EgmatQuantExpert wrote:
Hey
levloans,
We know that both the roots of a quadratic equation can be found out by applying \(\frac{-b +- \sqrt{b^2 -4ac}}{2a}\).
So, if one root is of the form \(\frac{-b + \sqrt{b^2 -4ac}}{2a}\) then other root will be of the form \(\frac{-b - \sqrt{b^2 -4ac}}{2a}\).
Notice the difference in sign.
Therefore, if one root is \(3- 2\sqrt{3}\) then another root will be \(3+ 2\sqrt{3}\) .
I hope this answers your query.
Regards,
Ashutosh
Thanks for your quick response, Ashutosh. I had considered this pattern, but still do not see why it is
necessary that our roots are these.
Let me rephrase:
I understand that \(3 + 2\sqrt{3}\) & \(3- 2\sqrt{3}\) COULD be our roots.
But what says that they HAVE to?
i.e.
For example
Couldn't I have a quadratic with the roots (1) \(3+ 2\sqrt{3}\) and (2) 11 ?
This is a real quadratic with x-intercepts at \(3+ 2\sqrt{3}\) and 11...

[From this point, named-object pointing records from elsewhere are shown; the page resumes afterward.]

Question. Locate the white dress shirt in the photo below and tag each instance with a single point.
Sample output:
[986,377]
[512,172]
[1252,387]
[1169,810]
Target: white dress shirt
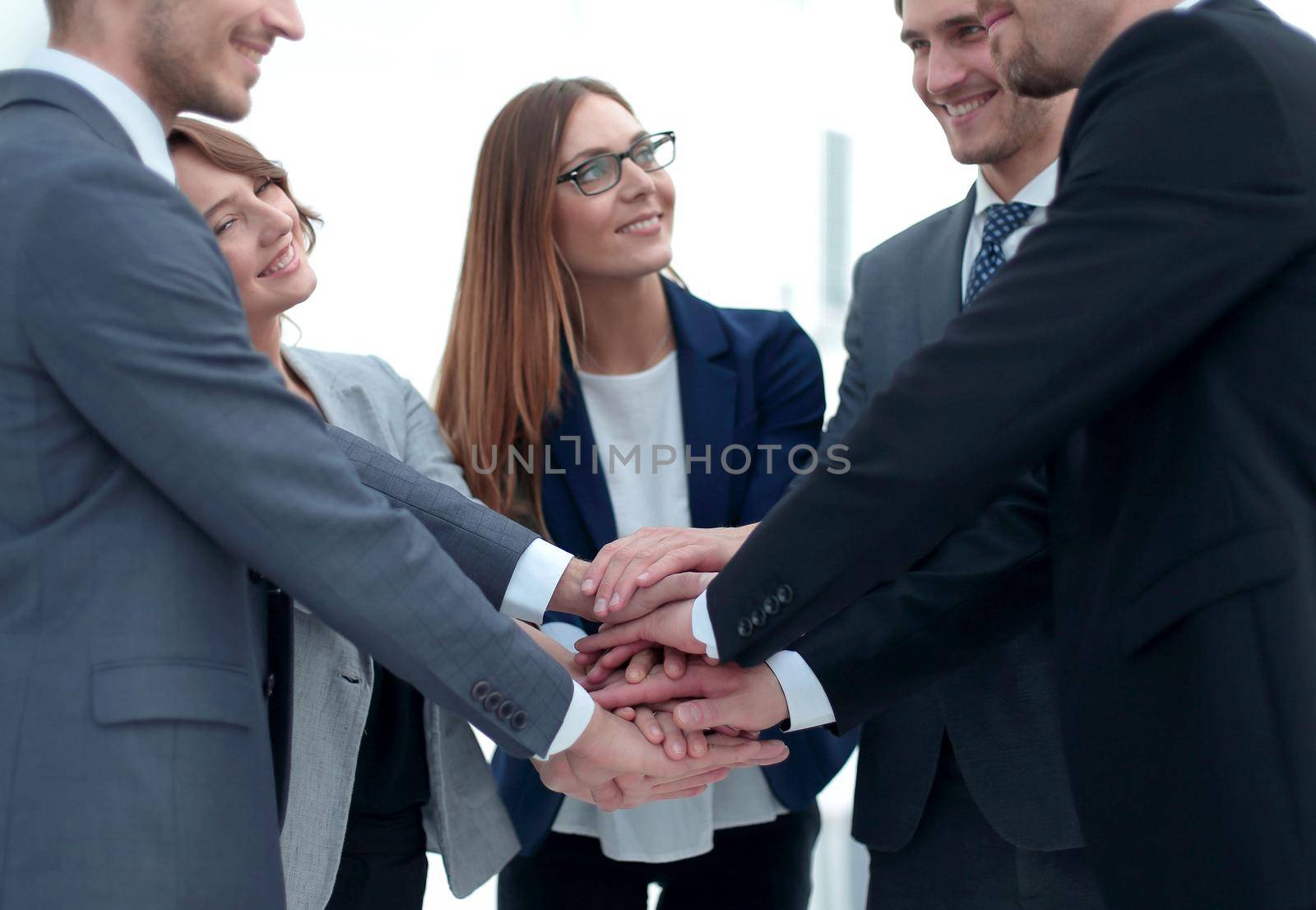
[124,104]
[642,411]
[540,568]
[806,699]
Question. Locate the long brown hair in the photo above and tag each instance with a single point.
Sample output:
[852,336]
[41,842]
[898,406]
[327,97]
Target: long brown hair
[517,300]
[234,153]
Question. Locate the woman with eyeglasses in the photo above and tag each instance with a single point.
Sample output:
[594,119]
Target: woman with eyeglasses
[576,381]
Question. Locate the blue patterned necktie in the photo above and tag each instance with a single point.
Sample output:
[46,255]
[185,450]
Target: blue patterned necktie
[1002,221]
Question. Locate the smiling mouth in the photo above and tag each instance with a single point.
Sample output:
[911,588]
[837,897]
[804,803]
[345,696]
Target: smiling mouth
[646,223]
[247,50]
[286,260]
[969,105]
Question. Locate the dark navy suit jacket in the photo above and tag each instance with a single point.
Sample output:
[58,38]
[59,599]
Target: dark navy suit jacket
[748,377]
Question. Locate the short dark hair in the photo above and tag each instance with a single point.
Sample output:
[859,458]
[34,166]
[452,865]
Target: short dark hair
[59,11]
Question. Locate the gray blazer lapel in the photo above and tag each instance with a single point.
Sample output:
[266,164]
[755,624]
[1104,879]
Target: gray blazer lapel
[944,274]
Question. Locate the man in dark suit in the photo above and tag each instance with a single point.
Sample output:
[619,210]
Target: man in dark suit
[149,456]
[1152,340]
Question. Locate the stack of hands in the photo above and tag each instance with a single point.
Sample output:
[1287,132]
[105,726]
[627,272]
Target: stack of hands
[669,719]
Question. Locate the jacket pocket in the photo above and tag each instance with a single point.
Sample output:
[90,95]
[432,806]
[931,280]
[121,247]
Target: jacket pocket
[1232,567]
[137,690]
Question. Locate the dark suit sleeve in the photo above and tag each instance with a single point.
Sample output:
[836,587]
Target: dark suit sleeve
[1166,221]
[855,379]
[791,398]
[980,587]
[131,309]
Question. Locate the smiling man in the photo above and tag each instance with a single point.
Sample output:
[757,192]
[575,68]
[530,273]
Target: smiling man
[149,455]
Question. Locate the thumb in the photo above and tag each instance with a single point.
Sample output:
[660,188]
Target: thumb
[702,714]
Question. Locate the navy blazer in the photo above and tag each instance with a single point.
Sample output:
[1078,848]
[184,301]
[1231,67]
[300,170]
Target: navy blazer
[748,377]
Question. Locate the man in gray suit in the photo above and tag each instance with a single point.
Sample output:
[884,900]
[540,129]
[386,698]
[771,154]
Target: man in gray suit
[149,456]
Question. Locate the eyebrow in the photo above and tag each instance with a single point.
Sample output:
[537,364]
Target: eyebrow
[212,210]
[945,26]
[591,153]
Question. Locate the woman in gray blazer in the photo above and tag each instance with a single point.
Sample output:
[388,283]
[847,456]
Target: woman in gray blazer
[379,774]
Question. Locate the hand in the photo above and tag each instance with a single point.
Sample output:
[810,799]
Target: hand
[671,626]
[568,597]
[727,695]
[642,656]
[615,767]
[651,555]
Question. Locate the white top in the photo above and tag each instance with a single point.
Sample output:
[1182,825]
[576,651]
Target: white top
[806,699]
[124,104]
[1040,193]
[644,410]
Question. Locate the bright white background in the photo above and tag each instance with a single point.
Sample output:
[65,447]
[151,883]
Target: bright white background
[378,116]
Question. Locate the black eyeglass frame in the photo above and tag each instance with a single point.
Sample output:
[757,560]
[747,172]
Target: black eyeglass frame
[620,157]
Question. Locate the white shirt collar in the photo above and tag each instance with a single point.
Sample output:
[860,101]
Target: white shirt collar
[124,104]
[1040,191]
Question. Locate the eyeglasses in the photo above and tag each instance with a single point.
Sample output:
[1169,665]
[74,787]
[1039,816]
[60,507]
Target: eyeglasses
[651,153]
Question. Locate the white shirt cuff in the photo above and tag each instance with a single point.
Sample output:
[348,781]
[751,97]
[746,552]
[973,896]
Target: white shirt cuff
[533,581]
[565,634]
[578,718]
[804,695]
[702,624]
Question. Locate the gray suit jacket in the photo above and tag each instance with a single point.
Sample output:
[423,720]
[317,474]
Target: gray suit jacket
[333,679]
[148,456]
[1000,713]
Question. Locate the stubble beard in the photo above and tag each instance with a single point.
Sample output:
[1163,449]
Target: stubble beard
[175,70]
[1030,76]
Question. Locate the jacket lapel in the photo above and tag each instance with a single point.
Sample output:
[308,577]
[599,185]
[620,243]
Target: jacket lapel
[707,402]
[943,267]
[587,488]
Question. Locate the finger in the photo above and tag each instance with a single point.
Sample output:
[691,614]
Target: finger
[657,688]
[688,782]
[642,664]
[702,714]
[681,585]
[695,743]
[649,726]
[619,656]
[607,796]
[614,636]
[673,738]
[678,794]
[673,662]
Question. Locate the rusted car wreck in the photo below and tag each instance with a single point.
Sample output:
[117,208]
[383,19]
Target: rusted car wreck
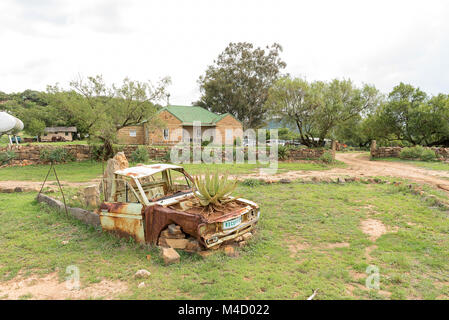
[144,200]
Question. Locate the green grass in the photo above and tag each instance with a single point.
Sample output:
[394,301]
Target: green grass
[431,165]
[413,261]
[71,172]
[87,170]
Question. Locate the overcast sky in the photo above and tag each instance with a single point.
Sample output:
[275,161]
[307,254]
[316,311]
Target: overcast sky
[377,42]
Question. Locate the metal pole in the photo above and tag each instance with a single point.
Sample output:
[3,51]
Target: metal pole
[51,166]
[60,188]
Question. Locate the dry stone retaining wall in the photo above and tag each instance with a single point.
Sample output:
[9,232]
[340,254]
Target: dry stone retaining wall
[30,154]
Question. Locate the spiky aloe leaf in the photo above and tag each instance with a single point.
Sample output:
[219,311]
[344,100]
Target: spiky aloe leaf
[213,190]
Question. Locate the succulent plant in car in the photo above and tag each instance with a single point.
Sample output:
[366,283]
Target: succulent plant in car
[213,191]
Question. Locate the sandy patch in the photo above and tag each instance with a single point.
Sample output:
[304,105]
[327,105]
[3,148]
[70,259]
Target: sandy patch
[368,251]
[295,248]
[336,245]
[50,288]
[357,275]
[373,228]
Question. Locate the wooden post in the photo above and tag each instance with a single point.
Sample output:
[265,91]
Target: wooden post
[373,148]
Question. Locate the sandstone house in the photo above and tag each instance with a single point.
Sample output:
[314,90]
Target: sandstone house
[58,134]
[178,126]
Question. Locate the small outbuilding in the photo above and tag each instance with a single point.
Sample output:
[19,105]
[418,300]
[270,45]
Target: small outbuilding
[53,134]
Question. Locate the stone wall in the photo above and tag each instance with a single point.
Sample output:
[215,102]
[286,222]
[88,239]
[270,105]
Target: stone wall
[30,154]
[302,154]
[394,152]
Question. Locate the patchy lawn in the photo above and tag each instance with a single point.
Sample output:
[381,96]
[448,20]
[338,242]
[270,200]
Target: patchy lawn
[310,236]
[88,170]
[431,165]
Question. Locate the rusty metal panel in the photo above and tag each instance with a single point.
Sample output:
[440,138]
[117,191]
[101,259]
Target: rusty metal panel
[124,219]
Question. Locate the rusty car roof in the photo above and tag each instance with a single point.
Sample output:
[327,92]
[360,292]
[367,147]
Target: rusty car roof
[145,170]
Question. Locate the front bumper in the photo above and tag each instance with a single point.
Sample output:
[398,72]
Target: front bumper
[223,236]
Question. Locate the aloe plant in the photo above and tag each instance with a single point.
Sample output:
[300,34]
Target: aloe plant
[213,191]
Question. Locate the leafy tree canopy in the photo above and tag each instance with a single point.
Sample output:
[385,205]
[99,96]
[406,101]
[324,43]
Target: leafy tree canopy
[239,80]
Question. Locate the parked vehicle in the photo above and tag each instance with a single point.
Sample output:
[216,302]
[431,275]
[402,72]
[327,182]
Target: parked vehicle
[144,200]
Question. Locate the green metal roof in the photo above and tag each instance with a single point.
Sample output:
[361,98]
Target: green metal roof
[188,114]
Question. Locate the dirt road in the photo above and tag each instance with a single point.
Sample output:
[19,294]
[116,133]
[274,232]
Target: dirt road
[358,165]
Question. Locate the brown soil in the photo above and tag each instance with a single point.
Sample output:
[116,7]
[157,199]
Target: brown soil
[36,185]
[373,228]
[359,165]
[50,288]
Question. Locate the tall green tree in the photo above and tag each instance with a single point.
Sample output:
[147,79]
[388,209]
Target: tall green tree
[101,110]
[411,116]
[317,108]
[239,80]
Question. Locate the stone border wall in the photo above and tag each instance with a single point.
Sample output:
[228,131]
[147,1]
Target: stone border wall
[30,154]
[394,152]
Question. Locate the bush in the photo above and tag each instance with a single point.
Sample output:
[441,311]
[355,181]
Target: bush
[418,152]
[251,183]
[327,157]
[6,157]
[56,155]
[283,152]
[140,155]
[428,155]
[97,152]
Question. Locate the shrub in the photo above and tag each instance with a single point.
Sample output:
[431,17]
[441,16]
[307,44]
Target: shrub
[97,152]
[251,183]
[327,157]
[56,155]
[6,157]
[213,191]
[283,152]
[418,152]
[166,157]
[140,155]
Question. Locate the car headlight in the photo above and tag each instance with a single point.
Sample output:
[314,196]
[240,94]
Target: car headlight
[253,214]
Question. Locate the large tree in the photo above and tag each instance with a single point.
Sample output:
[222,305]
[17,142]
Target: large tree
[239,80]
[412,117]
[101,110]
[317,108]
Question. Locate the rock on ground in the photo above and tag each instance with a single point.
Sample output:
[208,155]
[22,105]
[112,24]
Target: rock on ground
[170,256]
[142,274]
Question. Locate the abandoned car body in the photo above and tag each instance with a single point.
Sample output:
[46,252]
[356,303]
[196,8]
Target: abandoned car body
[145,199]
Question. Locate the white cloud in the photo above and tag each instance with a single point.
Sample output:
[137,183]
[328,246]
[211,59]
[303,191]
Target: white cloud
[378,42]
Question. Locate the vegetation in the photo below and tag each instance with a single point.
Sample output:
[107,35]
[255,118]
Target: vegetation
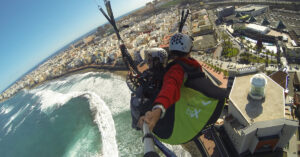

in fact, just look at this graph for visual reference
https://www.wolframalpha.com/input/?i=y%3D(x-(3%2B2*sqrt(3)))*(x-11)Just because I know the first root (1), it doesn't seem to me that I can make assumptions about what the second root (2) is, as that could be anything.
Or, I can know one of the x intercepts, but that doesn't tell me anything about what the other is, unless I know something else about the form of the quadratic.
... I can "peg" one of the x-intercepts (roots) and then move the other one to wherever I want and still have a valid parabola/quadratic.
I think your answer is in some way is affirming the consequent; or pulling in info from the output to make a judgment on the input, but the output is not given information, we can only start with the input of the question.
Please let me know me if I am missing something.